Every year Dutch media professionals gather for the Cross Media Cafe, a networking event for discovering the latest trends and technologies in the TV industry. Assistant Professor in MODUL University's New Media Technology department Dr. Lyndon Nixon had the opportunity this year to present the recently started EU funded research project ReTV at Hilversum, the Netherlands on June 19th.

The project carries the ambitious tagline "Re-inventing TV for the interactive age", and sees its goal indeed as enabling a new, personalised and individually targeted TV content distribution.
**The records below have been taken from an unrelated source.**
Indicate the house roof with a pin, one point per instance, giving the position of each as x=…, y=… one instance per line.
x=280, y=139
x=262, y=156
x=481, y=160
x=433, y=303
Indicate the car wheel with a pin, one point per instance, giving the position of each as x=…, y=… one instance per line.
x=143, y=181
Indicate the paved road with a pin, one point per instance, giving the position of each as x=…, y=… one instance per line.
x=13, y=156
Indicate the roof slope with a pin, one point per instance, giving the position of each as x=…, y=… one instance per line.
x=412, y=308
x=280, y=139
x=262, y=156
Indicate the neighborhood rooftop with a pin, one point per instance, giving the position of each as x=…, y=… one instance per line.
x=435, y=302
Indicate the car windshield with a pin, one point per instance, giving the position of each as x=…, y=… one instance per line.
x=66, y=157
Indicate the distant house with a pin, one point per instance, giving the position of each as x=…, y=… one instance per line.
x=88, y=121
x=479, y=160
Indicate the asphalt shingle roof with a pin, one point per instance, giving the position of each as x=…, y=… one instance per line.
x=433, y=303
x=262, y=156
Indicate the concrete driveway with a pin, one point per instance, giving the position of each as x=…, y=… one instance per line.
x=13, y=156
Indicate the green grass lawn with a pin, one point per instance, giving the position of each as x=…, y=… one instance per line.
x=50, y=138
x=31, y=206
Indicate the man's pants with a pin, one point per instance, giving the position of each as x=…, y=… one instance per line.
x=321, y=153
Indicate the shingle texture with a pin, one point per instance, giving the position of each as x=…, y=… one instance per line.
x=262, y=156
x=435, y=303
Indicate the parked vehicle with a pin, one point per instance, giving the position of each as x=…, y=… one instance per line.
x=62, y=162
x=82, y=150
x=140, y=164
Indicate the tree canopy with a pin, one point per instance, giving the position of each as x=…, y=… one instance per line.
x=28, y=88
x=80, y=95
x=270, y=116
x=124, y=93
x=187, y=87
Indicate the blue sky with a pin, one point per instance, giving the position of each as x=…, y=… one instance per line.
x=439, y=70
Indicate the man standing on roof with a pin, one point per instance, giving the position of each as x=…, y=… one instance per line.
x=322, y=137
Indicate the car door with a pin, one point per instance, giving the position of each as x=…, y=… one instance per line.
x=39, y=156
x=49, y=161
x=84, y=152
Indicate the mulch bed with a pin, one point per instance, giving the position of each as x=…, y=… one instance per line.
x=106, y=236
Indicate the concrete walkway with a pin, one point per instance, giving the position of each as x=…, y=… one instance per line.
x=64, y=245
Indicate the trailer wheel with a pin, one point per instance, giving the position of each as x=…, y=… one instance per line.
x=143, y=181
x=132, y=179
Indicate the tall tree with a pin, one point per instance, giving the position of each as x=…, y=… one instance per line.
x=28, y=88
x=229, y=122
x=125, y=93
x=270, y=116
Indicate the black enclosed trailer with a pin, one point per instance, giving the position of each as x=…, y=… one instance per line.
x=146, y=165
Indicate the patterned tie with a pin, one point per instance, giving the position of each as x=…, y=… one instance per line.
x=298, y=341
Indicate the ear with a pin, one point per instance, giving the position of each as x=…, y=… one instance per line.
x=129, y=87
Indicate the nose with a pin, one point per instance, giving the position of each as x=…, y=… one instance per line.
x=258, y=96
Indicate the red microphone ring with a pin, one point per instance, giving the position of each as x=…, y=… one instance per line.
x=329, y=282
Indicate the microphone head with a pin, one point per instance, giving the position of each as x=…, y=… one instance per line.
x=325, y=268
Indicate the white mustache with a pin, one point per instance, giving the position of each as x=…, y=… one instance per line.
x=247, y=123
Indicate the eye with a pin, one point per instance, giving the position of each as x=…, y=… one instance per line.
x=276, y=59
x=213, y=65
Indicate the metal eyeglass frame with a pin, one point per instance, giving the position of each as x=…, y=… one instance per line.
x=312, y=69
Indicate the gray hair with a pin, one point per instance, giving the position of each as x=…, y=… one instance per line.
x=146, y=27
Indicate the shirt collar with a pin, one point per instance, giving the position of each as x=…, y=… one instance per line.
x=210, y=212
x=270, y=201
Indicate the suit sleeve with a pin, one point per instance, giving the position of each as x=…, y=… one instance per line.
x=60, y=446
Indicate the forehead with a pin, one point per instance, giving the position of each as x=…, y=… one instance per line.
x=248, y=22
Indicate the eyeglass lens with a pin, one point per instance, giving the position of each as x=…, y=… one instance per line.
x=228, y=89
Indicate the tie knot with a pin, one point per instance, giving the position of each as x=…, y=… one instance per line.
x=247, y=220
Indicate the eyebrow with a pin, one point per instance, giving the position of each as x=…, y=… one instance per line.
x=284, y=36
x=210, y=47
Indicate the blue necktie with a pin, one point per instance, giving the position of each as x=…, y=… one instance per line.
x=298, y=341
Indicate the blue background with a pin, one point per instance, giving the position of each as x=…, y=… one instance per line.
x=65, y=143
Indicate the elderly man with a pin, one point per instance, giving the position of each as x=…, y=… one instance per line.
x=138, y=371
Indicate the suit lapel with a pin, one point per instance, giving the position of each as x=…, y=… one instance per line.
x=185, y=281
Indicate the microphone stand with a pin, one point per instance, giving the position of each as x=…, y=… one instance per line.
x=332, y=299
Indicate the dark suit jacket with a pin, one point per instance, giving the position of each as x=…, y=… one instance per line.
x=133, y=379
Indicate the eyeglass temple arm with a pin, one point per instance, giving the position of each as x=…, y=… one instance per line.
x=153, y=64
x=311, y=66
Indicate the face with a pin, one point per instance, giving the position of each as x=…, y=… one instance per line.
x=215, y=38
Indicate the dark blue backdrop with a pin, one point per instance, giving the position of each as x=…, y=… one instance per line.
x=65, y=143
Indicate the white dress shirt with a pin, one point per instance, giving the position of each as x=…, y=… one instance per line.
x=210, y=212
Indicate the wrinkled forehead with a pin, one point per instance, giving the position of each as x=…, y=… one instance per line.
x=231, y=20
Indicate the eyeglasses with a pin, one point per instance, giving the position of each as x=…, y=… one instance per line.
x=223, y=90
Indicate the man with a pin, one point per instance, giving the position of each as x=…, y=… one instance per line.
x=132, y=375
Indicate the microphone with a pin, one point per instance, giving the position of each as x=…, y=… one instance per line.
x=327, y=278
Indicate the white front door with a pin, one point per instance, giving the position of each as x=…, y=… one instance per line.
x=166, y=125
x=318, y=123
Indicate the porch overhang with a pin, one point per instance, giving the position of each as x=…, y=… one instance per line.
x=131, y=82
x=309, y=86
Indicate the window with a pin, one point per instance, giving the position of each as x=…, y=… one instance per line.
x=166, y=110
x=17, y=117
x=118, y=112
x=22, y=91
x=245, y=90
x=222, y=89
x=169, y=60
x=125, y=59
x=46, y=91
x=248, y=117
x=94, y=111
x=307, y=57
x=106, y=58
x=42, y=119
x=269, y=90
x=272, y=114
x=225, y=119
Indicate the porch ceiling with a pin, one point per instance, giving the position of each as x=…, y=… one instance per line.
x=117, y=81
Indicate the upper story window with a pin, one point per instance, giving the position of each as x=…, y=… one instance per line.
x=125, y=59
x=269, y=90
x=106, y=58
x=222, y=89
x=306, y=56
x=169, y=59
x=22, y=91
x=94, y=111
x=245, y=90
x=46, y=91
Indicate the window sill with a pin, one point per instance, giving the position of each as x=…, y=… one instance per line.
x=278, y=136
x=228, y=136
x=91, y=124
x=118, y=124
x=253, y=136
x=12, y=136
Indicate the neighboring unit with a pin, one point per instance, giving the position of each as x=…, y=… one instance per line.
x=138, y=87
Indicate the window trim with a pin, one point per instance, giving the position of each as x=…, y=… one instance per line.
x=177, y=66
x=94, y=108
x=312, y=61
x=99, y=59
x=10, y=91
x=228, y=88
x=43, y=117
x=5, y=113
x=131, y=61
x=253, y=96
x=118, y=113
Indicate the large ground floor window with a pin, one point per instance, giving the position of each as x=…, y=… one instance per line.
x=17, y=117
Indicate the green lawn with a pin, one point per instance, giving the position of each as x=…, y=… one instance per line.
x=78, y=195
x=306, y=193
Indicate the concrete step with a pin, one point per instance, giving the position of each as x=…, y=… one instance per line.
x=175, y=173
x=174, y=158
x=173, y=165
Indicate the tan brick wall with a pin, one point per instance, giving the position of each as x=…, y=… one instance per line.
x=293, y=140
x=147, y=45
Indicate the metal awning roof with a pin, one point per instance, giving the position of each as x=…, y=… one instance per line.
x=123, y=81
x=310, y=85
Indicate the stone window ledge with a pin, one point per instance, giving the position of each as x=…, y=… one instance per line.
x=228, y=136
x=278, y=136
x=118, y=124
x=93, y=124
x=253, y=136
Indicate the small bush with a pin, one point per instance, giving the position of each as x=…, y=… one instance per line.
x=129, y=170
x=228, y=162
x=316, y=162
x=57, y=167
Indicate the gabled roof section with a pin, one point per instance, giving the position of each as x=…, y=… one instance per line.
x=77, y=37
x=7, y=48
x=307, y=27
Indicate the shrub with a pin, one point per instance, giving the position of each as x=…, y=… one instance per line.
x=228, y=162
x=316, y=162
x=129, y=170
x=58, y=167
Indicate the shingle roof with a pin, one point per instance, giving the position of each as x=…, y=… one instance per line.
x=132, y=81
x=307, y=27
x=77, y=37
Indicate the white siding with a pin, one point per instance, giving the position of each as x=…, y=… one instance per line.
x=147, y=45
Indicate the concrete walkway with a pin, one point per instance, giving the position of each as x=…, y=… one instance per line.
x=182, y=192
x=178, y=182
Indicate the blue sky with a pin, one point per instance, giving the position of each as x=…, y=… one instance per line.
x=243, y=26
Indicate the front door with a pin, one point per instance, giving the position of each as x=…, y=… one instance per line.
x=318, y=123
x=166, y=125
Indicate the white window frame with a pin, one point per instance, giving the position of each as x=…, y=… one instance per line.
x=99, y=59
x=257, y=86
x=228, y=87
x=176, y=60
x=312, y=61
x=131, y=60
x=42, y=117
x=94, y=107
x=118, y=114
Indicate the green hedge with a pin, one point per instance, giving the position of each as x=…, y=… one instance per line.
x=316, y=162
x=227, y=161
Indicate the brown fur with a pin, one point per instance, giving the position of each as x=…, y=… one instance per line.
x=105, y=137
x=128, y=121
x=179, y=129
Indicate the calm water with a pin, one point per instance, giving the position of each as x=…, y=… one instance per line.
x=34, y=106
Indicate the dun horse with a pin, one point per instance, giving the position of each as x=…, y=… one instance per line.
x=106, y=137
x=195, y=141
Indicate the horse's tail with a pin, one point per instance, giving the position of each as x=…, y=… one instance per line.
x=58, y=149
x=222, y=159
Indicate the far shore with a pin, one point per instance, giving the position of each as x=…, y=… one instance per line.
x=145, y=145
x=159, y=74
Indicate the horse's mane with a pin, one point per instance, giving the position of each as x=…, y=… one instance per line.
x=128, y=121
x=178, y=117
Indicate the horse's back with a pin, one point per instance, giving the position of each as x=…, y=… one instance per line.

Instead of their prior focus on a 24 hour linear broadcast schedule, broadcasters need to integrate non-linear channels - Catch-up TV, archives, YouTube and social networks - into their content publication strategy, tying content to the current topics of interest among their audience to maximise viewership.

ReTV is building an innovative new platform to enable broadcasters to do precisely that, making use of state of the art research and development from both the university technology spin-off company MODUL Technology and spin-out company webLyzard GmbH.

MODUL University students have the opportunity to benefit from Dr Nixon's involvement in media innovation through courses such as the Master-level course Media Asset Management, where the value of the use and re-use of image and video material for businesses is taught, or under his supervision for a media technology related thesis.